Master of Wine Stephen Bennett announced the new name of his wine company this week as Mucho Gusto Wine Co.

The new identity took effect on 1 April and replaces the former name Bennett & Deller, which was the founding name of the business that he set up nearly 20 years ago with a former business partner.

His business focuses strongly on Spanish wines and other imports across wide range of prices.

 

Wines of the week

Here are this week’s three top drops – the wines that have most impressed me from daily tastings over the past seven days. I hope you enjoy them.

Bargain buy

4 stars

2017 Mud House The Narrows Pinot Noir $19.99, 13% ABV

How many Pinots under $20 taste as good as this? Rhetorical question.

This wine is made from grapes from the narrowing of Marlborough’s Upper Wairau Valley where north facing slopes aid ripening during Marlborough’s long, sunny autumns. Winemaker Cleighten Cornelius destemmed and cold soaked the grapes for a week then fermented them with indigenous yeasts and hand plunging to extract  moderate colour and tannins. He pressed the wine into new French oak barrels for less than a year and fined it prior to bottling.

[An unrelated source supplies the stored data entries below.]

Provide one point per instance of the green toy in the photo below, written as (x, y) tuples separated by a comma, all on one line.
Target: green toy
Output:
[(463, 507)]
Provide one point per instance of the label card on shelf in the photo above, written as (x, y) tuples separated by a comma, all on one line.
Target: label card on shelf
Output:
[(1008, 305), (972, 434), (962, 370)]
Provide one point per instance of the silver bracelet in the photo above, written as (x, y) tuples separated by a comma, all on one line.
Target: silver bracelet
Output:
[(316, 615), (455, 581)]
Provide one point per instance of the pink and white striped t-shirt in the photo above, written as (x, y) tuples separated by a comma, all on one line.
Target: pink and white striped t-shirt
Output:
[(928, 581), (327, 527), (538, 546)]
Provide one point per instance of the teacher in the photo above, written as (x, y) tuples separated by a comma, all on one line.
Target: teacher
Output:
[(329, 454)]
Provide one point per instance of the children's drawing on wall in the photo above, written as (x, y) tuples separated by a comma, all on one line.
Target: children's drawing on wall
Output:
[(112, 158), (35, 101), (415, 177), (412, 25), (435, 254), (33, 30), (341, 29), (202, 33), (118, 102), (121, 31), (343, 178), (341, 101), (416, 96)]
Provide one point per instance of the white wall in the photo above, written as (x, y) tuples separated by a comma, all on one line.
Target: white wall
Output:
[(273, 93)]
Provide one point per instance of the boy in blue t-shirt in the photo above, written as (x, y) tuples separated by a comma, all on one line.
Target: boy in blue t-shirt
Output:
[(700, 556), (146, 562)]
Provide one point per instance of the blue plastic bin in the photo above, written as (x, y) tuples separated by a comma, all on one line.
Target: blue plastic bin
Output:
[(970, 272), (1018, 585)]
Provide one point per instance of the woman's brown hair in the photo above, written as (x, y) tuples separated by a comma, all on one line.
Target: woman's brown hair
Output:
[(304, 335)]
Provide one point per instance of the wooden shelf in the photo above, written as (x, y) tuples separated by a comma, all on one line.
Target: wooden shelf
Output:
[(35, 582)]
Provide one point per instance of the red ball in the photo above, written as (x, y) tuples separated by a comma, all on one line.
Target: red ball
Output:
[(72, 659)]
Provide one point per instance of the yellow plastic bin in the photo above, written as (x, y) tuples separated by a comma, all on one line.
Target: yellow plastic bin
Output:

It tastes dry, silky, lightly spicy with red fruit aromas and edgy acidity adding length to each sip.

 

Treat of the week

4.5 stars

2015 Guigal Cotes du Rhone $26.99

Talk about an alignment of the stars – Guigal Cotes du Rhone has always been good value when it comes to cheeky little French reds from the sunny southern Rhone, but this vintage is a noticeable step up in fruit concentration from the 2014 (which was also tasty).

The wine has improved immeasurably over the past decade. For good reason. It’s now aged at the family owned winery in Ampuis in the northern Rhone, which allows total control of the three year standard aging process prior to release for this stellar wine. It’s an interesting blend of 65% Syrah, 35% Grenache and 5% Mourvedre, which adds rich mocha and cocoa flavours, body and oomph to this exceptionally tasty red wine.

Velvety smooth, full bodied and fresh.

It is traditionally held back three years prior to release.

 

Reach for the stars

2017 Pegasus Bay Vergence Red $40

This is one of two edgy new wines from North Canterbury’s Pegasus Bay wines.

Vergence means the pupils of the eyes looking outward before they focus – a fitting name for an experimental wine, made 100% from Pinot Noir grapes from in Central Otago rather than North Canterbury. The grapes were 100% whole bunch fermented and sealed in a tank with a small amount of juice in an oxygen free environment where it went through intracellular fermentation (berries release CO2) during its initial week-long fermentation. Bunches were then softly foot pressed and primary fermentation continued, prior to a year’s aging French oak and bottling with no fining or filtration.

It tastes dry and full bodied with powerful  aromas of pepper, spice and dried herbs. Decanted, it drinks well now and can age for many years in correct cellaring conditions.